Communiqué 10.09.2001

Publié par : ASAC.

TRIBUNAL CORRECTIONNEL VEVEY


5 ans d’instruction / 5 ans de déni de justice / 5 ans d’entrave a l’action pénale


 


 


Demain, mardi le 11 septembre à 9.00 heures, débute par devant le Tribunal correctionnel de l’Est vaudois le procès contre deux étrangers, une Américaine et un Allemand qui ont – cinq ans durant, au sus et au vu de la police de sûreté vaudoise – produit et vendu en Suisse et exporté en Allemagne et aux Etats-Unis d’Amérique de grandes quantités de chanvre indien (alias ‘marijuana’) et de préparation résineuse (alias ‘haschisch’).


 


C’est déjà en 1996 que la police vaudoise a reçu des informations concrètes à ce sujet, mais elle n’a pas arrêté ni la production ni la vente, déplacées plus tard du territoire vaudois en territoire bernois.


Une communication urgente d’Interpol, le 6 mai 1998 – alertée par la Drug Enforcement Agency (DEA) basée à Vienne – dénonçait une autre fois à la police de sûreté vaudoise les agissements des deux étrangers, mais cette communication est restée lettre morte.

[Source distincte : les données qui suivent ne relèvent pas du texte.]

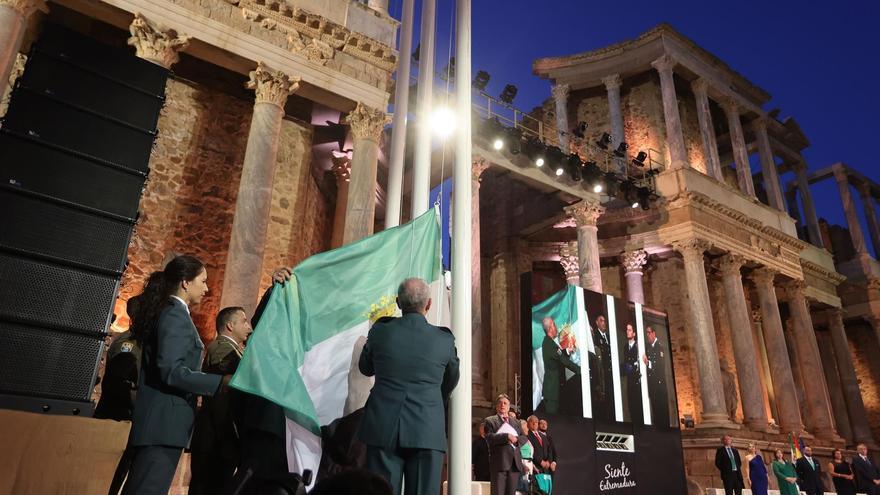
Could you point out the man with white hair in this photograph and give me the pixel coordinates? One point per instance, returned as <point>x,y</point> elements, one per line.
<point>416,367</point>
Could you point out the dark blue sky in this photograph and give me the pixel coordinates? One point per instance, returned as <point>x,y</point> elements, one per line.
<point>818,60</point>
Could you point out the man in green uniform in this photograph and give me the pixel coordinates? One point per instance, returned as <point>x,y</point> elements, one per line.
<point>416,368</point>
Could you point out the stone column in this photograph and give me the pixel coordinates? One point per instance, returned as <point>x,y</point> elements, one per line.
<point>13,22</point>
<point>633,262</point>
<point>754,414</point>
<point>707,129</point>
<point>815,387</point>
<point>479,376</point>
<point>342,171</point>
<point>244,262</point>
<point>705,350</point>
<point>586,214</point>
<point>366,128</point>
<point>870,216</point>
<point>740,153</point>
<point>674,137</point>
<point>568,258</point>
<point>560,96</point>
<point>768,165</point>
<point>777,353</point>
<point>155,43</point>
<point>849,383</point>
<point>810,217</point>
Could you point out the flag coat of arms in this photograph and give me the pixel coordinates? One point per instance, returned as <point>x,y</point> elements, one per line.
<point>303,354</point>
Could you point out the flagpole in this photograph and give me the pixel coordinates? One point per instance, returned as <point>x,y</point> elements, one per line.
<point>398,126</point>
<point>460,406</point>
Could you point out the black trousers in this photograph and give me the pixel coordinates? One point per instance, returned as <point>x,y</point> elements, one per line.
<point>152,470</point>
<point>417,469</point>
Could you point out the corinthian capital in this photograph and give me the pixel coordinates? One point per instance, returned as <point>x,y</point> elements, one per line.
<point>155,43</point>
<point>585,213</point>
<point>271,86</point>
<point>367,122</point>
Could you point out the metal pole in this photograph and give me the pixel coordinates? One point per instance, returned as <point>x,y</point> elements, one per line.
<point>460,407</point>
<point>422,167</point>
<point>398,126</point>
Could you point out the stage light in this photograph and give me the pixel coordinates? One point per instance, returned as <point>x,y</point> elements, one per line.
<point>508,94</point>
<point>481,80</point>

L’Américaine, écrivait pourtant Interpol, est sous inculpation aux Etats-Unis – ce nonobstant elle et l’Allemand ont pu, jusqu’au printemps passé, vaquer à leurs activités délictuelles sans être dérangée par la police vaudoise, laquelle n’a pas communiqué les renseignements d’Interpol à la police bernoise.


 


Le juge d’instruction chargé du cas, M. P. Veillon, avait été instruit par le juge d’instruction cantonal, M. J. Antenen, de geler l’enquête. Deux recours de la partie civile – pour arbitraire et déni de justice – avaient été reçus par la Chambre d’accusation du Tribunal cantonal vaudois, mais cela n’avait en rien fait bouger les choses.


 


La raison en est que ces deux étrangers font partie d’un plan, savoir soutenir policièrement la production de chanvre indien et de préparation résineuse -instrumentée par des étrangers ou des repris de justice – ce afin de dénigrer le chanvre agro-industriel indigène et ainsi briser le renouveau de cette culture dans le seul pays au monde ou elle est restée libre (voir communiqué ASAC du 01.03.2000).


 


L’Américaine a travaillé ensemble avec l’ex-jardinier de CannaBioland et leurs agissements avaient donné lieu à un grand compte-rendu dans la “Liberté”, “Le Quotidien Jurassien”, “L’Impartial” et “L’Express” du 01.02.1999. Ce nonobstant et selon décision formelle du président, l’Américaine ne sera pas jugée ensemble avec son complice, au procès CannaBioland s’ouvrant deux jours plus tard à Tavel (FR).